歌舞伎の殿堂 <<築地さんぽ10月号>>

歌舞伎の殿堂といえば、東銀座の歌舞伎座ですが、関東大震災前までは新富町にも歌舞伎の中心的な劇場がありました。それが新富座です。

江戸時代、庶民の娯楽だった歌舞伎は、江戸四座といわれる芝居小屋でのみ興行が許されていました。中村座・市村座・森田(守田)座・山村座の四座で、後に山村座が取り潰されたため、最終的に江戸三座となりました。
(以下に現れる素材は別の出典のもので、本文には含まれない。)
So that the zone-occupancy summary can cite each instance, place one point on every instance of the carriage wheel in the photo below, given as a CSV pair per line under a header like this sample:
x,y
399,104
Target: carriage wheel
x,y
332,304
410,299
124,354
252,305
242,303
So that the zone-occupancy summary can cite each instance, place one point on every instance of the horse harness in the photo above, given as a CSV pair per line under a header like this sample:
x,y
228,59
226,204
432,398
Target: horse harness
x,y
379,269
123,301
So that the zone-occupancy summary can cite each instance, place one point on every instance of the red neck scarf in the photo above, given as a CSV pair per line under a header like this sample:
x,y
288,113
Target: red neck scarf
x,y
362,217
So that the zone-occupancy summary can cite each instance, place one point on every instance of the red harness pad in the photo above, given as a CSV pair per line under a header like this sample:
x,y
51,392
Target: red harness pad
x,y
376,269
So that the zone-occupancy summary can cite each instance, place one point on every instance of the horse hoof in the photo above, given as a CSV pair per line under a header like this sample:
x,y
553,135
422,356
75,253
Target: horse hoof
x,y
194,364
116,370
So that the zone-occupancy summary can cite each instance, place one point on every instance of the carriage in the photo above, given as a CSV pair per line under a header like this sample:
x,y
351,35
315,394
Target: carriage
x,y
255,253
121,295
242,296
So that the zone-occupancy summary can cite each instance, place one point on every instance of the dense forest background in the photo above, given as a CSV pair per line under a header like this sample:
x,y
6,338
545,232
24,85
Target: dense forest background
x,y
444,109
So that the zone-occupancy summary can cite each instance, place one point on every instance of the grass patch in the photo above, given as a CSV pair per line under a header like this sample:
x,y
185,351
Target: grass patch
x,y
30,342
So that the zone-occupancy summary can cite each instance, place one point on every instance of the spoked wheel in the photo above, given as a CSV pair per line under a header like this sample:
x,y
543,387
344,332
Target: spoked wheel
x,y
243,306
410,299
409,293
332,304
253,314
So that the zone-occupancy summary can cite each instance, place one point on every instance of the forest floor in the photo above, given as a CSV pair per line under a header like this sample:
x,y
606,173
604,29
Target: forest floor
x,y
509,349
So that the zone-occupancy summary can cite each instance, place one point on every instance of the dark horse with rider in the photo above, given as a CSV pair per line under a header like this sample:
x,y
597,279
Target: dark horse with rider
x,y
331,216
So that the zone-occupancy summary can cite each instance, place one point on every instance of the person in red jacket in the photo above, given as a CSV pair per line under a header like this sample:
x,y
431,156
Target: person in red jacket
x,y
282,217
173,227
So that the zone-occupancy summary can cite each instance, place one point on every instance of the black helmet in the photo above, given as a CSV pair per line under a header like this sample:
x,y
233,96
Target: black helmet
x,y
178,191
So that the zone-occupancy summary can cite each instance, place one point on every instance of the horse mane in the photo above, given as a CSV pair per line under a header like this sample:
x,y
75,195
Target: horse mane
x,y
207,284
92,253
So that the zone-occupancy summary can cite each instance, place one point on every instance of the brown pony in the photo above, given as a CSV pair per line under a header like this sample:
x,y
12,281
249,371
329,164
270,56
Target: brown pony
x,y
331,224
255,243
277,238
1881年(明治14年)に3代目歌川広重が描いた「東京名所之内・第一の劇場新富座」

1881年(明治14年)に3代目歌川広重が描いた「東京名所之内・第一の劇場新富座」

このうち森田座は、維新後の1872年(明治5年)に新富町の地に移り、3年後には新富座と改称しました。その後すぐに火災で焼失したのを機に、1878年(明治11年)、新富座は西洋式の大劇場に生まれ変わります。

ガス灯による照明で夜間上演が可能という画期的な近代劇場は日本初の試み、そして日本最大規模でした。新富座専属の役者には、9代目団十郎・5代目菊五郎・初代左団次の3名優がおり「団菊左時代」といわれる歌舞伎の黄金時代を現出しました。

かつて新富座のあった場所には、今は京橋税務署が建つ

かつて新富座のあった場所には、今は京橋税務署が建つ

その後、近代日本にふさわしい歌舞伎をつくろうという運動の一環として、1889年(明治22年)に歌舞伎座が開業します。新富座は、これに対抗するため市村座や中村座などと謀って、歌舞伎座排除に動きます。「団菊左」をはじめ人気役者の出演予定を5年先まで埋め、歌舞伎座には出られないようにしたのです。背に腹は代えられぬ歌舞伎座は仕方なしに莫大な見舞金を新富座などに支払って、やっと歌舞伎を上演できるようになりました。しかし、「団菊左」の引退とともに新富座は衰えていき、明治の末年ごろには歌舞伎座、市村座とともに関西の松竹に買収されました。さらに、関東大震災により劇場が焼失、二度と再建されることはなく、そのまま廃座となりました。